けど、普通に結界の板を創り出して操るほうが簡単だと気づいてからはやらなくなったがな。
「わたしにもできる?!」
「霊力が強いならできんだろう」
エルフにできんだからダークエルフだってできるはずだ。要はやり方だ。
第四妃の娘を結界で包み込み、最大の風を吹かせてみせた。
「強っ!」
軽く張った結界を揺るがすほどの風である。しかも衣服をちゃんと守っている。基礎は学んでいる感じだな。
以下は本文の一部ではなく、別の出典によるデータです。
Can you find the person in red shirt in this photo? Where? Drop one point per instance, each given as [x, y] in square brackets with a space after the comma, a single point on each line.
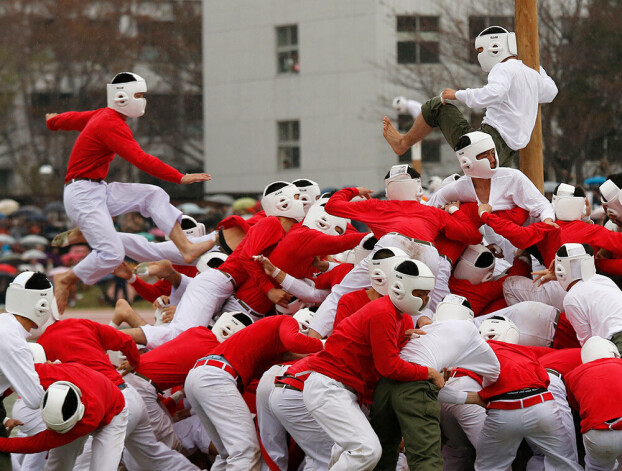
[86, 342]
[600, 407]
[208, 291]
[518, 406]
[213, 386]
[79, 402]
[365, 347]
[91, 203]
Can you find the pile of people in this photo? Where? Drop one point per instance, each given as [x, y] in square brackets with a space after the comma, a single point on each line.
[441, 339]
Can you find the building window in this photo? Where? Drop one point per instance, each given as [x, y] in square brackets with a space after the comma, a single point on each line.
[287, 49]
[477, 24]
[417, 39]
[289, 144]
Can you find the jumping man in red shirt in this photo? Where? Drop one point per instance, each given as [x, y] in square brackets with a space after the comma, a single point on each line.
[91, 203]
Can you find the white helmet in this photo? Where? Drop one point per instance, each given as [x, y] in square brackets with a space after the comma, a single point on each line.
[611, 195]
[317, 218]
[229, 323]
[309, 192]
[304, 317]
[121, 94]
[567, 206]
[498, 44]
[499, 328]
[31, 295]
[282, 199]
[596, 348]
[453, 307]
[403, 183]
[469, 147]
[476, 264]
[574, 262]
[38, 353]
[61, 406]
[210, 260]
[381, 265]
[406, 277]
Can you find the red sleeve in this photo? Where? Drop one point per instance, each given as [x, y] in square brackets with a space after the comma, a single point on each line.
[294, 341]
[120, 140]
[521, 237]
[340, 205]
[611, 266]
[387, 354]
[117, 340]
[324, 244]
[43, 441]
[458, 226]
[152, 292]
[70, 121]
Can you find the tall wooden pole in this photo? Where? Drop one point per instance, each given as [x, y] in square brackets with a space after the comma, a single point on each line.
[526, 19]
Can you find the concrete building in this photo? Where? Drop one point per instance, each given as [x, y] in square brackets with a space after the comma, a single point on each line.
[299, 89]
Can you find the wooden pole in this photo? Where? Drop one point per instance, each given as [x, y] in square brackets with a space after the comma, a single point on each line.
[526, 19]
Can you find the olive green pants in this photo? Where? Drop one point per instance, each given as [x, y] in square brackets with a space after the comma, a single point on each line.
[453, 124]
[617, 339]
[5, 458]
[410, 410]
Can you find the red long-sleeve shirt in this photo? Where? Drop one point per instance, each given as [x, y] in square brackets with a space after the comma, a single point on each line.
[520, 369]
[548, 239]
[481, 296]
[161, 287]
[348, 304]
[255, 348]
[168, 365]
[260, 238]
[295, 252]
[562, 361]
[365, 347]
[84, 341]
[595, 389]
[104, 133]
[101, 398]
[409, 218]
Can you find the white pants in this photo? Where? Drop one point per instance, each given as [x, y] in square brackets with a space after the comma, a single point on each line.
[273, 435]
[159, 419]
[145, 452]
[535, 321]
[91, 206]
[289, 408]
[108, 442]
[139, 249]
[540, 425]
[358, 277]
[521, 288]
[204, 296]
[462, 424]
[602, 448]
[337, 411]
[214, 395]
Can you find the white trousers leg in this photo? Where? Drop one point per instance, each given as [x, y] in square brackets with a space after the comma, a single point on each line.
[148, 454]
[540, 425]
[273, 434]
[602, 448]
[139, 249]
[520, 288]
[159, 419]
[204, 296]
[289, 408]
[213, 393]
[337, 411]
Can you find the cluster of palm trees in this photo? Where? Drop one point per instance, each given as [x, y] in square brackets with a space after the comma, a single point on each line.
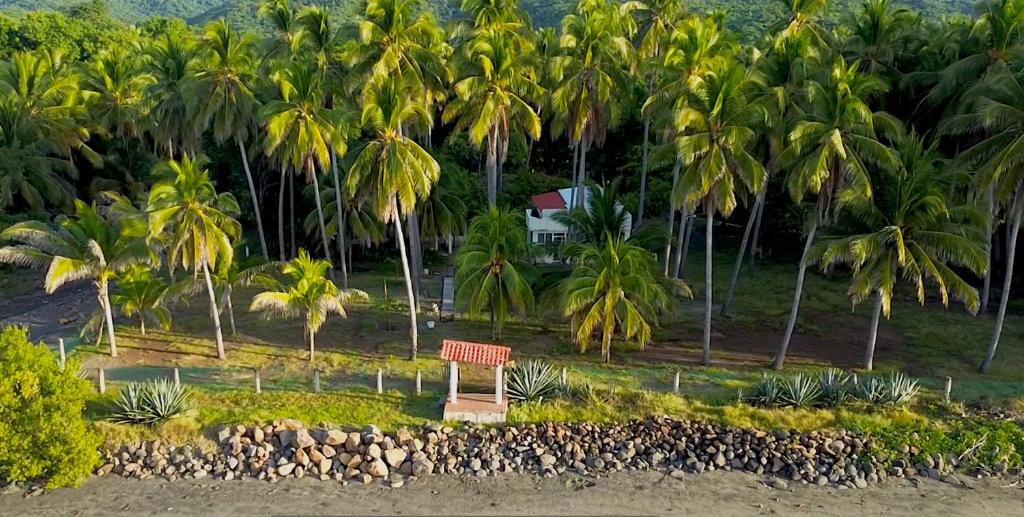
[352, 111]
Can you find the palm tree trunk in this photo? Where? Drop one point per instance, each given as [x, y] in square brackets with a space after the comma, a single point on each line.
[341, 219]
[415, 253]
[680, 240]
[643, 171]
[291, 209]
[690, 219]
[757, 230]
[795, 309]
[672, 213]
[230, 315]
[214, 311]
[576, 172]
[252, 191]
[987, 283]
[582, 180]
[104, 302]
[739, 256]
[1018, 213]
[709, 279]
[413, 332]
[281, 215]
[320, 217]
[872, 337]
[493, 168]
[312, 344]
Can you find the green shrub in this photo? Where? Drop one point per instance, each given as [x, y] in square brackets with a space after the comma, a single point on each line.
[801, 391]
[835, 387]
[767, 392]
[531, 381]
[42, 432]
[150, 403]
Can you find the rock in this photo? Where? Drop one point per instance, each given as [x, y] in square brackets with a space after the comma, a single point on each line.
[377, 468]
[335, 437]
[394, 457]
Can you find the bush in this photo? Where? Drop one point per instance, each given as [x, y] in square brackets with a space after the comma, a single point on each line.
[531, 381]
[42, 432]
[150, 403]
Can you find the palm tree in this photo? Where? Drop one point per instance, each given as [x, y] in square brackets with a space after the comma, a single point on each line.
[657, 19]
[715, 133]
[443, 212]
[198, 222]
[908, 231]
[492, 269]
[113, 85]
[829, 148]
[142, 295]
[997, 111]
[879, 36]
[305, 292]
[595, 60]
[85, 245]
[171, 61]
[494, 96]
[224, 84]
[303, 132]
[692, 48]
[613, 287]
[391, 169]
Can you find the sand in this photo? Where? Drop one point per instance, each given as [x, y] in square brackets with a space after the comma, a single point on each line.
[623, 493]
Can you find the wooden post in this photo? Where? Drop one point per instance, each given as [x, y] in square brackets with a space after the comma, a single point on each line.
[453, 382]
[498, 385]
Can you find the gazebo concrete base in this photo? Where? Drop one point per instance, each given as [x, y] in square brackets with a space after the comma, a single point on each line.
[476, 407]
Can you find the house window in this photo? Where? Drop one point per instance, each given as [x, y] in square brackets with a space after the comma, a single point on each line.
[557, 238]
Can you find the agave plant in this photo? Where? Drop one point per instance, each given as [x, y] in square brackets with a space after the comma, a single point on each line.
[150, 403]
[531, 381]
[835, 387]
[871, 390]
[767, 392]
[801, 391]
[900, 389]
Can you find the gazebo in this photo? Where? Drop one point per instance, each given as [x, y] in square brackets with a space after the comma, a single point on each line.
[477, 407]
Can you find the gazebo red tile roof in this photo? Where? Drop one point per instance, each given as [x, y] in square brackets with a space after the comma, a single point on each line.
[548, 201]
[478, 353]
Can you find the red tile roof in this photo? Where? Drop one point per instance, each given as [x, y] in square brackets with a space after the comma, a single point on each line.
[478, 353]
[549, 201]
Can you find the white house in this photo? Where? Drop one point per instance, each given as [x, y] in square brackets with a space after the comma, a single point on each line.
[542, 228]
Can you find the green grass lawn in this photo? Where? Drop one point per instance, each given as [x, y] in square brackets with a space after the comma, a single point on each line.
[928, 342]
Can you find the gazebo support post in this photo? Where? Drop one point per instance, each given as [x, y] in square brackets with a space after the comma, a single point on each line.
[453, 382]
[498, 385]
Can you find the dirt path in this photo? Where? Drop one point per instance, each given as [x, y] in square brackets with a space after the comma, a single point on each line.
[717, 493]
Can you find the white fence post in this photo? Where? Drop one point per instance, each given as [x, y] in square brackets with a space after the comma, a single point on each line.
[64, 357]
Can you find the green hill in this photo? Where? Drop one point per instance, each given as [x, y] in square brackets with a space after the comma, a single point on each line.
[744, 15]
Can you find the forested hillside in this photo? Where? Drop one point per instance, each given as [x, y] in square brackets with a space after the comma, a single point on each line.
[747, 16]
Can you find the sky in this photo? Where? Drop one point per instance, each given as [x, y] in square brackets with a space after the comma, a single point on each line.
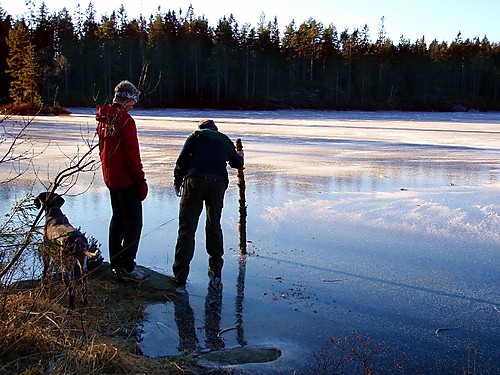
[432, 19]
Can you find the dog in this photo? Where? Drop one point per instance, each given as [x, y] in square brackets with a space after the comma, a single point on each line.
[65, 244]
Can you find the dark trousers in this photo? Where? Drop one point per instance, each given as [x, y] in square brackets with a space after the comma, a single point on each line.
[125, 227]
[199, 189]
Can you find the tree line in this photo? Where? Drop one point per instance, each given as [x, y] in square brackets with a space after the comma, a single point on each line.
[181, 61]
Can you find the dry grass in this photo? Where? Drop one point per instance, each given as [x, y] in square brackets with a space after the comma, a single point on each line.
[39, 335]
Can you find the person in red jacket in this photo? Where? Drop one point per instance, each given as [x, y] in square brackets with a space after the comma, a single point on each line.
[123, 175]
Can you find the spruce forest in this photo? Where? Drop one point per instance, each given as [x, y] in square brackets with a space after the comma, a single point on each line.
[179, 60]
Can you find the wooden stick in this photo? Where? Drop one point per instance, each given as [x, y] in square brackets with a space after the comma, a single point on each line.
[242, 226]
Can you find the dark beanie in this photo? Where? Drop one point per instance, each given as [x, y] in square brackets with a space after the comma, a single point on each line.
[207, 124]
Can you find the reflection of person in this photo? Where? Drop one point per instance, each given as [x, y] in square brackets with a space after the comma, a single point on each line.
[201, 170]
[124, 177]
[184, 318]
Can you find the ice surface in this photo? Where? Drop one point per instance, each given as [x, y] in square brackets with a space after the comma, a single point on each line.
[386, 223]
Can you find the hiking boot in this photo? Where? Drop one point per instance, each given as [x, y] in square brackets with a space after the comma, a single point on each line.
[136, 275]
[181, 290]
[215, 283]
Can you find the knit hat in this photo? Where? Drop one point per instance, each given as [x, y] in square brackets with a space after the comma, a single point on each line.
[207, 124]
[127, 90]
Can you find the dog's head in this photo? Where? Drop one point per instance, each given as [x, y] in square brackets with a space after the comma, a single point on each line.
[48, 199]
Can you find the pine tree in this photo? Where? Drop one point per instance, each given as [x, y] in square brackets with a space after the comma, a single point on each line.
[23, 68]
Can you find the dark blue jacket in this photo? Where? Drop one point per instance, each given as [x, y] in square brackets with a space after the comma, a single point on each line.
[206, 152]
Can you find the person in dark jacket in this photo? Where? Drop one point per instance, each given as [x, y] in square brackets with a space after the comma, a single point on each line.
[124, 176]
[200, 175]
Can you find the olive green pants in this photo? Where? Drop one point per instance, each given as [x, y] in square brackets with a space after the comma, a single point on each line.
[209, 189]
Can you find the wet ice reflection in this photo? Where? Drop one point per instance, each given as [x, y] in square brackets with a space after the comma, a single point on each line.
[376, 222]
結界に色をつけ、第四妃の娘に視覚的にわからせ、足元に穴を四つ開けて浮かせさせた。
「オレの力で壁を創っているが、風で壁を創り、足元から噴射。体を浮かせたら風で体を吹かせたり、翼の形にしたりして軌道を変えたりすんだ。まずは自分の体を浮かせることを目指すとイイ」
それがステップ1だ。
「わかった!」
そのやる気やよし。大空高く飛び立つがよい。
「いいな~。わたしも空を飛んでみたい」
とは第二妃の娘。こいつは……あまり魔力は強くないな。人並み、ってところか?
「ミレーティーは剣が上手だからいいじゃない」
「ファリーヌは頭がいいじゃない」
腹違いの姉妹とは言え、能力はそれぞれ。近い存在だからこそ隣の芝生が青く見えるんだよな。サプルもトータもそうだったっけ。まあ、オレもだけどな。